When Tiger Woods won The Open at Royal Liverpool in 2006 the links were running so hard and fast that the greatest player of the modern era chose to use his driver just once in 72 holes. He would lay up short of the many fairway bunkers and rely on hitting mid-irons to the greens. Seasoned observers described his iron play that week as the best they had ever seen.
Some may choose the same approach at a sun-baked Carnoustie this week. The fairways, say the players, are running faster than the greens - which means accuracy off the tee could be as important as length. The balls could easily find themselves rolling into the big, deep bunkers that lie in wait, or all the way into the Barry Burn, which comes into play on six of the holes.
In practice on Sunday, Padraig Harrington, the Champion Golfer at Carnoustie in 2007, took a driver at the fearsome 499-yard par-four 18th and was mightily surprised to find that his ball ended in the burn just 13 yards short of the front of the green. Tactics are going to play a huge part this coming week.
For the big hitters, however, the temptation to attack the course may prove too hard to resist. After his practice round today, Rory McIlroy admitted that those who can fly the ball 300 yards through the air may seek to take bunkers out of play and then benefit from playing wedges into the greens. “That would give us a huge advantage,” he said.

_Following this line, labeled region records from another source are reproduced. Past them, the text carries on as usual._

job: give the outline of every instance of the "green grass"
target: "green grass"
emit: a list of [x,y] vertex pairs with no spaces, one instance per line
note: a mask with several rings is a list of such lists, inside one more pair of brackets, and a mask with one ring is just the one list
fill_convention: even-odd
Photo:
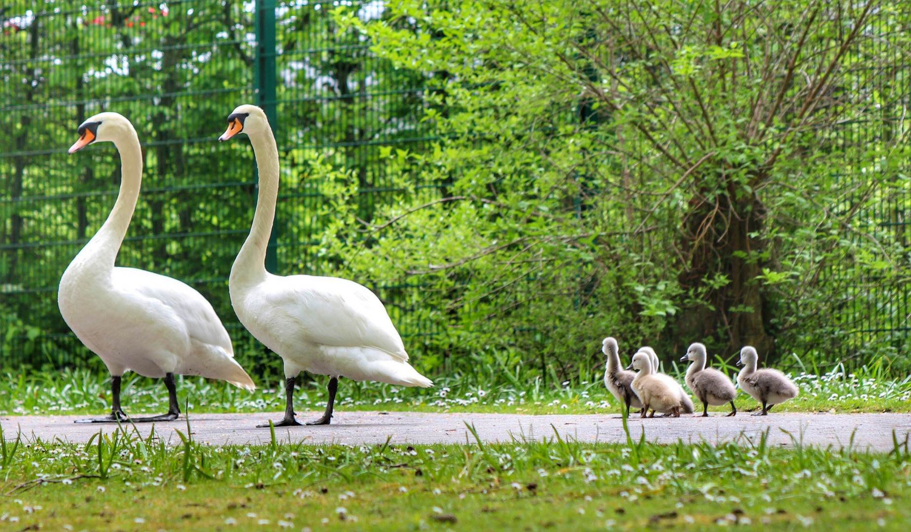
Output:
[[[188,427],[189,428],[189,427]],[[891,453],[544,442],[168,446],[132,429],[8,442],[0,530],[803,530],[911,527]],[[7,437],[10,435],[6,435]],[[14,438],[15,440],[15,438]],[[29,528],[31,527],[31,528]]]
[[[164,385],[156,380],[129,376],[125,380],[122,403],[129,414],[149,414],[167,409]],[[847,373],[842,368],[817,376],[804,373],[795,377],[801,395],[776,407],[778,412],[911,412],[911,377],[890,379],[882,373],[862,368]],[[181,404],[190,411],[279,412],[284,409],[284,391],[277,383],[264,383],[255,392],[239,390],[221,382],[180,377]],[[273,387],[269,387],[270,384]],[[0,414],[103,414],[110,404],[108,377],[103,373],[65,371],[59,373],[8,374],[0,379]],[[325,405],[322,379],[303,384],[295,393],[300,410],[320,410]],[[339,410],[417,412],[497,412],[517,414],[597,414],[618,412],[617,402],[600,379],[567,381],[545,385],[539,379],[527,382],[478,382],[464,377],[440,378],[429,389],[402,388],[376,383],[342,379]],[[743,411],[757,404],[741,393],[736,402]],[[724,410],[720,408],[716,410]]]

Chris Wood, the Europe Ryder Cup player, offered another take. “Billy Foster, Lee Westwood’s caddie, said this could be the Hindsight Open,” he said. “I see what he means.
“On some holes, you could choose a driver off the tee or an 8-iron. If you hit an 8-iron and it rolls into a bunker, you’ll kick yourself for not using a driver. But if you do the same with a driver, you’ll kick yourself for not laying up with an 8-iron.”
Regardless of the tactics, patience is going to be a key to the four days of competition. The rough is not too penal, but there will be the inevitable bad bounce as balls hit the top of mounds and kick off sideways.
“It will make for an interesting championship,” said McIlroy, who hit a five-iron a staggering 280 yards off the tee at the 15th. “There are going to many different strategies on view. Some will take an aggressive approach while others will be more careful and cautious. The R&A have done a great job in setting up this Championship.”
Interestingly, the greens stand out like oases in a desert. They are relatively receptive and are holding approach shots, so there are chances to score well. Who does it best, and what approach they take, will be interesting to see.